A Belgian court reaffirmed an earlier judgment against Google this week demanding Google remove Copiepress-represented news publication material from Google.be and Google News. Google issued a statement expressing “disappointment” and a plan to appeal the verdict.
The per diem penalty for noncompliance was at least dropped to more reasonable levels. In the initial ruling, Google would have to pay 1 million euros for every day it did not comply with the ruling. The new judgment dropped that fee to 25,000 euros daily.
Google also said the company was “very pleased that the judge agreed Google should be given notice of articles and other material that content owners want removed.”
The company has maintained in other arenas, when copyright concerns have been broached, that by showing only snippets of copyrighted text and linking out to original sources, no copyright laws have been violated. The Belgian court was the first to completely disagree.
That doesn’t mean Google’s stopped arguing their case.

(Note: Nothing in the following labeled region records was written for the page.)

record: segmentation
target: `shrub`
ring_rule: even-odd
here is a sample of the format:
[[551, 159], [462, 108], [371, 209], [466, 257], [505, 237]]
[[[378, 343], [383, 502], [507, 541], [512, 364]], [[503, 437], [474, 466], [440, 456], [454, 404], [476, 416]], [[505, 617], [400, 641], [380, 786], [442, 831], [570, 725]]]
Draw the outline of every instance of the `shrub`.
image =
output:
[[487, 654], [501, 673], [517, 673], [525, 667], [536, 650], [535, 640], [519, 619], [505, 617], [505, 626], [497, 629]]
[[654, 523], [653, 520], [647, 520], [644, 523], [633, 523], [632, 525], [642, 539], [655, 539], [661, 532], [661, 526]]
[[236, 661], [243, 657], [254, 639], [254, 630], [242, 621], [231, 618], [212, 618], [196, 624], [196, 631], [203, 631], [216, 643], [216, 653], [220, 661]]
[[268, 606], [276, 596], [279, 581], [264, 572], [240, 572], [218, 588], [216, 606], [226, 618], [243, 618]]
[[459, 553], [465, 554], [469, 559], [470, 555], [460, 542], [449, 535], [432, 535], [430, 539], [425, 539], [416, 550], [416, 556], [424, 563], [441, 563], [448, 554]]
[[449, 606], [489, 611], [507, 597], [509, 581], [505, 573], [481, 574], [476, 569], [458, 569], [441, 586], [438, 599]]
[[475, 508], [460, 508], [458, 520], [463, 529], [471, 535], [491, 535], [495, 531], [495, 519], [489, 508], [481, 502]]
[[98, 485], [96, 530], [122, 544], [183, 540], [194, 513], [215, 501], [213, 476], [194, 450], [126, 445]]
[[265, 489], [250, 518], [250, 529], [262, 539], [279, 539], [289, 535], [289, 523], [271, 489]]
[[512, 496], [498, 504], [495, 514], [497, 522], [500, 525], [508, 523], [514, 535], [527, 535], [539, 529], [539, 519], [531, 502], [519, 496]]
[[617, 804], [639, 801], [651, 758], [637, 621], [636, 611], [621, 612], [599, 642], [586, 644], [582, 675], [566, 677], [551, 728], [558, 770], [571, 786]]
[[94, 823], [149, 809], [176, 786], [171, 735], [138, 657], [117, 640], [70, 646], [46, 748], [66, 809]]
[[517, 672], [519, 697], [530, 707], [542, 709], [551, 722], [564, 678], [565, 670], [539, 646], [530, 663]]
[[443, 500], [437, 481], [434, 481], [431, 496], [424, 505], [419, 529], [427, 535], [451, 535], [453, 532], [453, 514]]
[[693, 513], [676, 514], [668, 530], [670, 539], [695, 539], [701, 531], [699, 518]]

From Google’s statement:
We believe search engines are of real benefit to publishers because they drive valuable traffic to their websites.

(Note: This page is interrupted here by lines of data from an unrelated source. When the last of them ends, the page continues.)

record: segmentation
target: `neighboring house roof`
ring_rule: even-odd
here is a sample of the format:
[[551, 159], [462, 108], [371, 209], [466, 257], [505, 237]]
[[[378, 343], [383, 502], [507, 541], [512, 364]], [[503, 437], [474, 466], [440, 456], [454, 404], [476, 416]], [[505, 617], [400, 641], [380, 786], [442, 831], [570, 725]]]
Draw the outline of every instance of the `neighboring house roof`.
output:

If publishers do not want their websites to appear in search results, technical standards like robots.txt and metatags enable them automatically to prevent the indexation of their content.

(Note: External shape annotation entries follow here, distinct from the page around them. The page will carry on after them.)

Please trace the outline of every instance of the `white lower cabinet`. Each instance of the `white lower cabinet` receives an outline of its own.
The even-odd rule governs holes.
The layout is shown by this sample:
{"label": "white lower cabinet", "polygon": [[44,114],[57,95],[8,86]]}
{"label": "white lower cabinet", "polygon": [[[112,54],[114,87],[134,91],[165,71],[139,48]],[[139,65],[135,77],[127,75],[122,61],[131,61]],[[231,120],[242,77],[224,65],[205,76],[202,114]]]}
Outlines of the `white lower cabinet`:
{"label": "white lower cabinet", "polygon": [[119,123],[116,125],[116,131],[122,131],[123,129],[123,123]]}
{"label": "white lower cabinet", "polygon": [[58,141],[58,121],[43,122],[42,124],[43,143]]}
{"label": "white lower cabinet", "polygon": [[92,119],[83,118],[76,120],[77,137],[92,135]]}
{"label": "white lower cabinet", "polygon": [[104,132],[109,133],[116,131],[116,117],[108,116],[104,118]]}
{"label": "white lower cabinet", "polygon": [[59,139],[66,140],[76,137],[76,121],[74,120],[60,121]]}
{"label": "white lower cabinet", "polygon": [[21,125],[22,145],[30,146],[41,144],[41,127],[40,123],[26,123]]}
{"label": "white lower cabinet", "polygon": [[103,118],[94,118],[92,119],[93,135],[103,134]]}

These Internet standards are nearly universally accepted and are honored by all reputable search engines. In addition, Google has a clear policy of respecting the wishes of content owners.
If a newspaper does not want to be part of Google News, we remove their content from our index—all the newspaper has to do is ask. There is no need for legal action and all the associated costs.
– Rachel Whetstone, European Director of Communications and Public Affairs, Google, Inc.